The notification center can be embedded as a React component or an iFrame. The standalone library is in Node.js, but can be used from multiple languages. It includes community-built SDKs for multiple languages.
The communication API is responsible for reading the configurations of the templates, finding the relevant channels, locating the providers, and doing the heavy lifting of sending the notifications. All logical rules such as priority, timing, channel selection and others are managed by the engine, according to the documentation.
Early Days
When asked whether the technology is in beta, Barnea laughed and said, “I’d probably have to say still alpha.”
Added Grossman: “We just launched basically a month and a half back, really the entire kind of stack. We created a small POC and released it out, created a blog post speaking about the future of what we’re trying to solve here.
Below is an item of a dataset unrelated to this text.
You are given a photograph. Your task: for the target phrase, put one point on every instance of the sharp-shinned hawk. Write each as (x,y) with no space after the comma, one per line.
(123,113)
We saw a lot of people coming up, sharing their experience and [had] a lot of interviews with them.”
Previously called Notifire, the company recently announced a $6.6 million seed round of funding led by Crane Ventures.
It released a self-hosted Docker-based solution and a cloud version, which Grossman explained as “basically is a similar service, but you just register, get an API key, and you can start working on it. So since then, we have quite nice growth …, but it’s definitely early days, in terms of the really full system we’re providing.”
And they face a wealth of competition, at least from rivals tackling parts of the same problem. There are proprietary alternatives such as Courier and MagicBell; Twilio, integrating WhatsApp messaging, voice, video, as well as SMS and email; multiple open source push notification projects; and other open source projects including Notifo and Notif.me.
Grossman said they’re looking at an open core model, where the basics that a developer needs remain open source, such as the unified API and debugging tools, but more organizational needs, such as single sign-on and role-based access, might come with an enterprise version.
It’s working on what it calls a “digest engine,” providing apps the ability to aggregate multiple events into a single notification, and “time zone awareness,” providing scheduling according to geographical location and optimal time for customers to receive the message.
“Right now, one of the biggest issues we’re facing and assumably, we’re going to face for some time now, is engineers are kind of not sure where we sit in between Twilio, SendGrid and their code, because there’s no actual product language [for that space] right now,” Barnea said. “So that’s going to be market education … but that’s still an ongoing process.”